Помедлив в раздумье, Рапосо вонзает шпоры в конские бока и устремляется рысью по дороге до самого постоялого двора, слыша вокруг себя лишь шлепанье копыт по мокрой глине. Подъехав ближе, он, не останавливаясь, бросает взгляд на стоящую напротив крыльца берлинку, которую возница в наглухо застегнутом плаще как раз собирается отогнать под навес, где стоят остальные экипажи. Академики уже исчезли в дверях постоялого двора, огромной и одиноко стоящей домины с дымящейся трубой, которая заставляет Рапосо, утомленного долгой дорогой и всепроникающей сыростью, позавидовать жаркому очагу, перед которым наверняка уже уселись академики, чтобы побыстрее согреться в ожидании сытного ужина. Ослабив поводья, всадник с величайшим вниманием осматривает конюшню с лошадьми, а также навесы, под которыми ночью размещают экипажи постояльцев; затем легонько пришпоривает коня и устремляется к каменному мосту, виднеющемуся вдалеке сквозь завесу дождя. Не в первый раз приходится Рапосо проделывать этот путь – вот почему он выбрал именно это место, – и теперь он без труда узнаёт небольшой одинокий замок, возвышающийся чуть в отдалении рядом с дорогой и отгороженный каменной стеной, из-за которой виднеются купы деревьев.
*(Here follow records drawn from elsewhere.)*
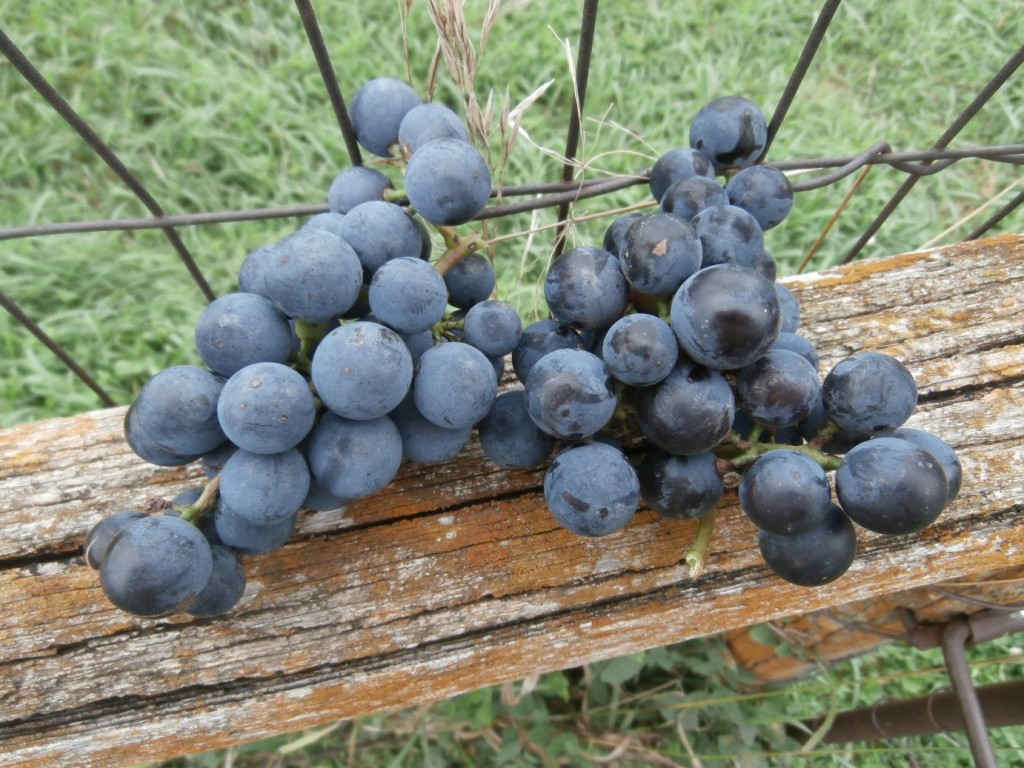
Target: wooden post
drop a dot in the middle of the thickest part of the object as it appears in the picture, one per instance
(457, 577)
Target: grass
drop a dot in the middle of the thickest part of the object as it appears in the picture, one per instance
(218, 105)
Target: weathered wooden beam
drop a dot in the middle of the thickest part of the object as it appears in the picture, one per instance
(457, 577)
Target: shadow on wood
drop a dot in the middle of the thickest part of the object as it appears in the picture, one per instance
(457, 577)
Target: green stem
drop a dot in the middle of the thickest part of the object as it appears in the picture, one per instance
(695, 557)
(194, 513)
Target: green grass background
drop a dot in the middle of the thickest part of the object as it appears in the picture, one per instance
(218, 105)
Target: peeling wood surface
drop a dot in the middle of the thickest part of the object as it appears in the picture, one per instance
(457, 577)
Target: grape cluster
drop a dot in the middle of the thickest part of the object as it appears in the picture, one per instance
(670, 358)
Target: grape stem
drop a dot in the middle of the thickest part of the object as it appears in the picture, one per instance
(194, 513)
(698, 550)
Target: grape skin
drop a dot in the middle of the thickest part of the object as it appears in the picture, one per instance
(592, 489)
(891, 486)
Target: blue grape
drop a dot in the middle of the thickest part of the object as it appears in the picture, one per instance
(156, 565)
(869, 393)
(239, 534)
(264, 488)
(592, 489)
(470, 282)
(239, 329)
(380, 231)
(448, 181)
(729, 236)
(778, 389)
(423, 441)
(614, 236)
(891, 486)
(377, 110)
(540, 338)
(689, 197)
(428, 122)
(802, 346)
(659, 252)
(177, 410)
(266, 408)
(222, 592)
(640, 349)
(726, 316)
(569, 394)
(361, 370)
(680, 487)
(730, 131)
(409, 295)
(509, 436)
(328, 221)
(586, 288)
(455, 385)
(356, 185)
(313, 275)
(354, 459)
(941, 452)
(493, 327)
(763, 192)
(816, 556)
(784, 492)
(100, 536)
(689, 412)
(677, 165)
(251, 272)
(791, 308)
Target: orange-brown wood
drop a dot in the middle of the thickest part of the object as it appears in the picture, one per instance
(457, 577)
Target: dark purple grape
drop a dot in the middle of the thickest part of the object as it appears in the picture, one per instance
(156, 565)
(455, 385)
(675, 166)
(448, 181)
(763, 192)
(816, 556)
(730, 131)
(784, 492)
(680, 487)
(592, 489)
(428, 122)
(640, 349)
(890, 485)
(313, 275)
(470, 282)
(729, 236)
(266, 408)
(942, 453)
(569, 394)
(354, 459)
(379, 231)
(356, 185)
(239, 329)
(493, 327)
(509, 436)
(540, 338)
(778, 389)
(869, 393)
(689, 412)
(409, 295)
(223, 590)
(377, 110)
(585, 288)
(100, 536)
(659, 252)
(726, 316)
(687, 198)
(361, 370)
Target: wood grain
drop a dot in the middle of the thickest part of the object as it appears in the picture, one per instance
(457, 577)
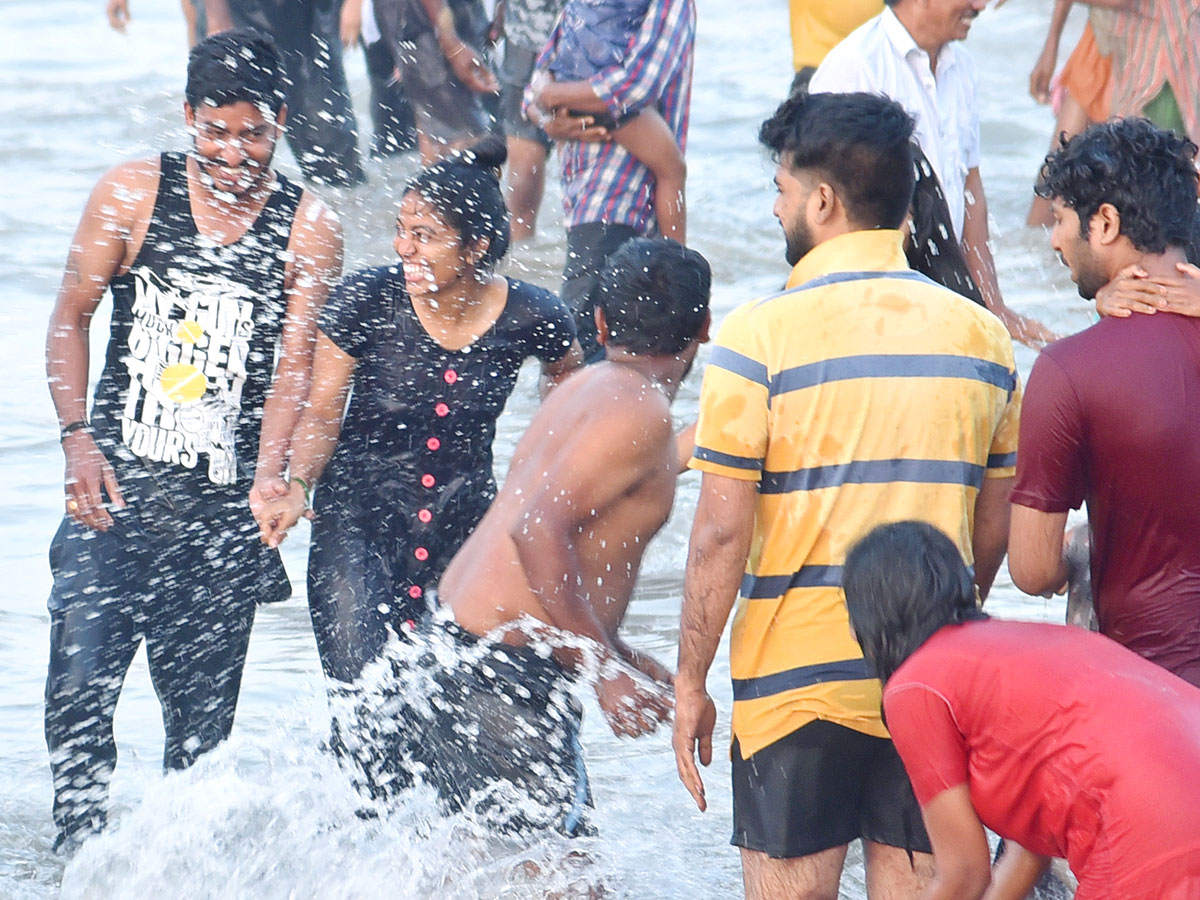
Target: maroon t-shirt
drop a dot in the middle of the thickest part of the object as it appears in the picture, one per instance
(1111, 418)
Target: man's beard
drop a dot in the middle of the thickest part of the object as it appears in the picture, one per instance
(1089, 275)
(799, 240)
(250, 174)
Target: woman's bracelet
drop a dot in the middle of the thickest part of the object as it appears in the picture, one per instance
(307, 491)
(71, 427)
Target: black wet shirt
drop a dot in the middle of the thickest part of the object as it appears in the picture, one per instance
(421, 419)
(191, 353)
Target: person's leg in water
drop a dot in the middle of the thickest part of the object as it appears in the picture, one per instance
(528, 145)
(1071, 121)
(526, 185)
(197, 637)
(651, 141)
(394, 126)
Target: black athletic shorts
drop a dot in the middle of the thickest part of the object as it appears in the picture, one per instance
(491, 726)
(822, 786)
(515, 72)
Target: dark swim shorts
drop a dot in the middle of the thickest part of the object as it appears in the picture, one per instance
(492, 727)
(822, 786)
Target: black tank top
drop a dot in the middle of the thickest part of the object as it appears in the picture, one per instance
(191, 353)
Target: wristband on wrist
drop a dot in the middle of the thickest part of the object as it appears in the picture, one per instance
(307, 491)
(71, 427)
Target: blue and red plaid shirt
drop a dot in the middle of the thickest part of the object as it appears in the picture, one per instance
(603, 181)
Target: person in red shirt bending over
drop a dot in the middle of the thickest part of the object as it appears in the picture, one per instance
(1111, 415)
(1056, 738)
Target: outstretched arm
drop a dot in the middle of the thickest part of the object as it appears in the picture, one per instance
(316, 247)
(591, 473)
(983, 269)
(717, 558)
(960, 847)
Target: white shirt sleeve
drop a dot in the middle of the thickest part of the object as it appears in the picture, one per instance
(972, 151)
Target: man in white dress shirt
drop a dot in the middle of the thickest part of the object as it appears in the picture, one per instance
(910, 54)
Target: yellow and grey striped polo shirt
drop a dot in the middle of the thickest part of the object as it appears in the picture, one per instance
(862, 394)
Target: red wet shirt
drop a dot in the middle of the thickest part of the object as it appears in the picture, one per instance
(1071, 745)
(1111, 417)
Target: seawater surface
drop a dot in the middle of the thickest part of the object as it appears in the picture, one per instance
(269, 815)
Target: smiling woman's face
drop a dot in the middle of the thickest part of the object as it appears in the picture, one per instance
(430, 249)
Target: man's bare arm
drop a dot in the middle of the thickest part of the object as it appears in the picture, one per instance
(612, 455)
(569, 95)
(555, 373)
(462, 58)
(316, 249)
(217, 15)
(99, 249)
(312, 442)
(717, 556)
(990, 538)
(1048, 60)
(983, 268)
(1035, 550)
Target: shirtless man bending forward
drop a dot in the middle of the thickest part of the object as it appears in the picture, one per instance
(479, 700)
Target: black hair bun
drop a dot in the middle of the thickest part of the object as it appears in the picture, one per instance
(487, 153)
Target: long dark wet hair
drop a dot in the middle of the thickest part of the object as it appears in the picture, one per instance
(465, 189)
(903, 582)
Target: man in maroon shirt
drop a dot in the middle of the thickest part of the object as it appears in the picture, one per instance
(1111, 415)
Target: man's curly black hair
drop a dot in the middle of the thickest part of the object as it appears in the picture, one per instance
(1146, 173)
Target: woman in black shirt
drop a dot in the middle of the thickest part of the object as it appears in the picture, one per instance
(432, 346)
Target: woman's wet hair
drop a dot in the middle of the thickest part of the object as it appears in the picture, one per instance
(1146, 173)
(233, 67)
(465, 189)
(654, 295)
(904, 581)
(858, 142)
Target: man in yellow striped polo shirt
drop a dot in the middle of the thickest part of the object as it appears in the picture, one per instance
(862, 394)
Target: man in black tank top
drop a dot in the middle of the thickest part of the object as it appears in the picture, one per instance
(217, 267)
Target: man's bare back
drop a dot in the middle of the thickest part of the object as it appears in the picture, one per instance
(591, 484)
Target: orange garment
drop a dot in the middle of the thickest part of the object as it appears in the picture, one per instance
(1087, 77)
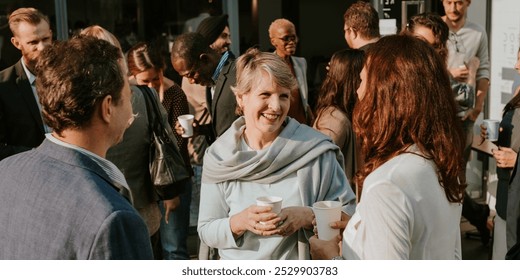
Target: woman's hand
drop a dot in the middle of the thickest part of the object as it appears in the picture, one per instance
(483, 133)
(325, 250)
(180, 130)
(256, 219)
(294, 218)
(169, 206)
(505, 157)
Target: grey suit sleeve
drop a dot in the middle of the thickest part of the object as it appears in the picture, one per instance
(123, 236)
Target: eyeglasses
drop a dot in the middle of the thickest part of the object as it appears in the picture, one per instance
(192, 73)
(456, 41)
(289, 38)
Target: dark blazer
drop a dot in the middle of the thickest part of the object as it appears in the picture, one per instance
(21, 125)
(57, 203)
(513, 208)
(224, 103)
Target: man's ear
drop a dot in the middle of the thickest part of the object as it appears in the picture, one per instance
(272, 42)
(204, 58)
(16, 43)
(106, 109)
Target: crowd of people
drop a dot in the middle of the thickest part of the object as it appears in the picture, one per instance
(389, 138)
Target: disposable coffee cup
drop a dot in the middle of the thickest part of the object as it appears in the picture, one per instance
(274, 201)
(492, 128)
(327, 212)
(186, 122)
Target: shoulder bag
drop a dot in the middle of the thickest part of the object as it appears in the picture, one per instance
(167, 170)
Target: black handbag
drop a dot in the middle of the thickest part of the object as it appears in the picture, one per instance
(167, 169)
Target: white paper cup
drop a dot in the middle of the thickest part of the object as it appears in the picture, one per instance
(492, 128)
(327, 212)
(186, 122)
(274, 201)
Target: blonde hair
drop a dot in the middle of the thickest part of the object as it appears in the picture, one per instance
(29, 15)
(101, 33)
(250, 66)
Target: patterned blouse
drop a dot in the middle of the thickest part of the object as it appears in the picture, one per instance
(176, 104)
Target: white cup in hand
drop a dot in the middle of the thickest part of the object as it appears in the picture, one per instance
(327, 212)
(492, 128)
(274, 201)
(186, 121)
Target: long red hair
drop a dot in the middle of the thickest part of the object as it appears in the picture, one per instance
(407, 101)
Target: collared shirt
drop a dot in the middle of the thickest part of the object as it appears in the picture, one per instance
(32, 79)
(111, 170)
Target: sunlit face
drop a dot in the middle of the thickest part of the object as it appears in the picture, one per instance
(265, 108)
(151, 77)
(284, 40)
(223, 41)
(31, 40)
(517, 64)
(123, 114)
(348, 34)
(455, 9)
(362, 86)
(424, 33)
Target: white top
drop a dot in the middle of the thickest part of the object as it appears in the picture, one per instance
(404, 214)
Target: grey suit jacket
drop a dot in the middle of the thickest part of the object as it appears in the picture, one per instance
(57, 203)
(21, 125)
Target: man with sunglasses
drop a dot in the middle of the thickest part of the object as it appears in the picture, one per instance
(282, 34)
(194, 59)
(466, 42)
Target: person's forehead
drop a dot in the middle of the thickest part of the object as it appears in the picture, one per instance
(286, 29)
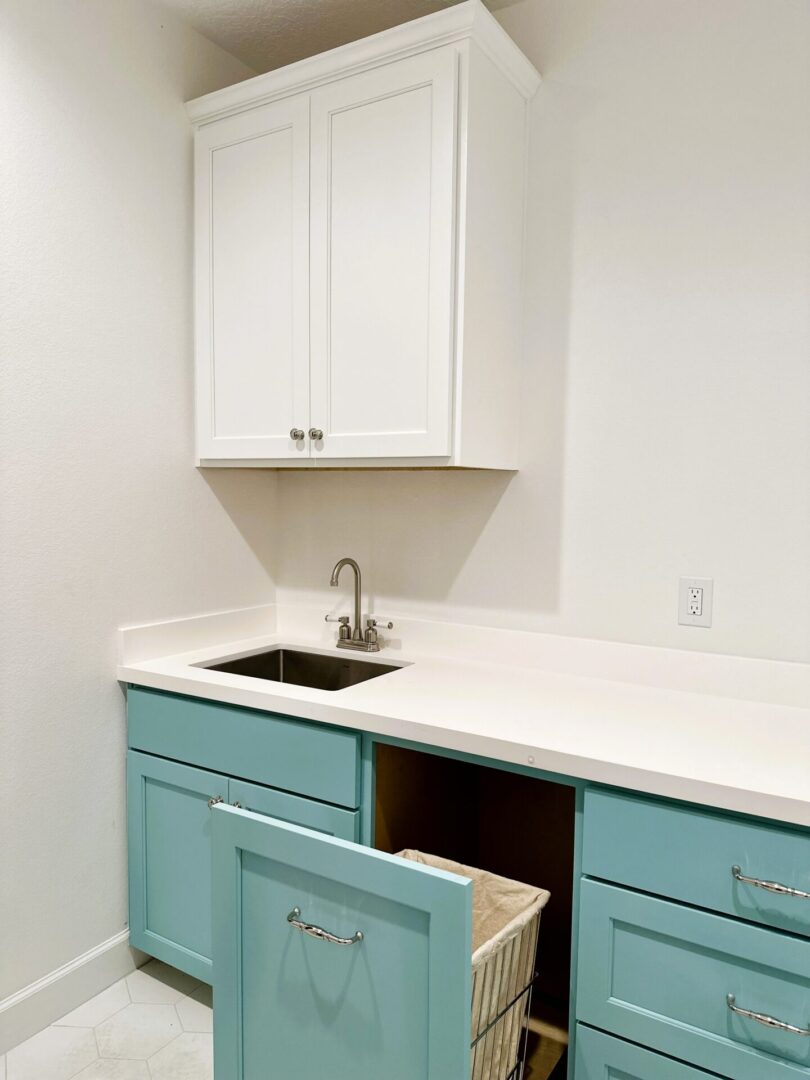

Цокот подков звучит по-другому – более гулко и отчетливо, – когда конь ступает по булыжникам моста. Вода под его сводами течет бурная, мутная, среди пены можно разглядеть ветки деревьев. Оставив реку позади, Рапосо направляет коня по дороге, уходящей вправо, постепенно приближаясь к городку: полсотни домишек, затерянных в сумерках, предшествующих глухой ночи, сквозь которые лишь кое-где проглядывает тусклый огонек. Ориентируясь на церковь, чья остроконечная колоколенка виднеется поодаль, Рапосо отыскивает центральную площадь, где, как ему известно, расположена ратуша. Город почти полностью погружен во мрак, когда он спешивается с коня, привязывает поводья к железному кольцу, вделанному в стену, и осматривается, стараясь сориентироваться среди домов, окружающих темную площадь. Затем стряхивает дождевую воду с шинели и направляется к одному из них, на чьей притолоке висит маленький фонарь, освещающий намалеванную кое-как табличку, висящую над входом: «Aux amis de Gascogne»[109] – гласит надпись. Подойдя вплотную, он толкает дверь и входит в трактир.

– Черт подери, Рапосо! Это ты или твой призрак? Сколько лет не виделись!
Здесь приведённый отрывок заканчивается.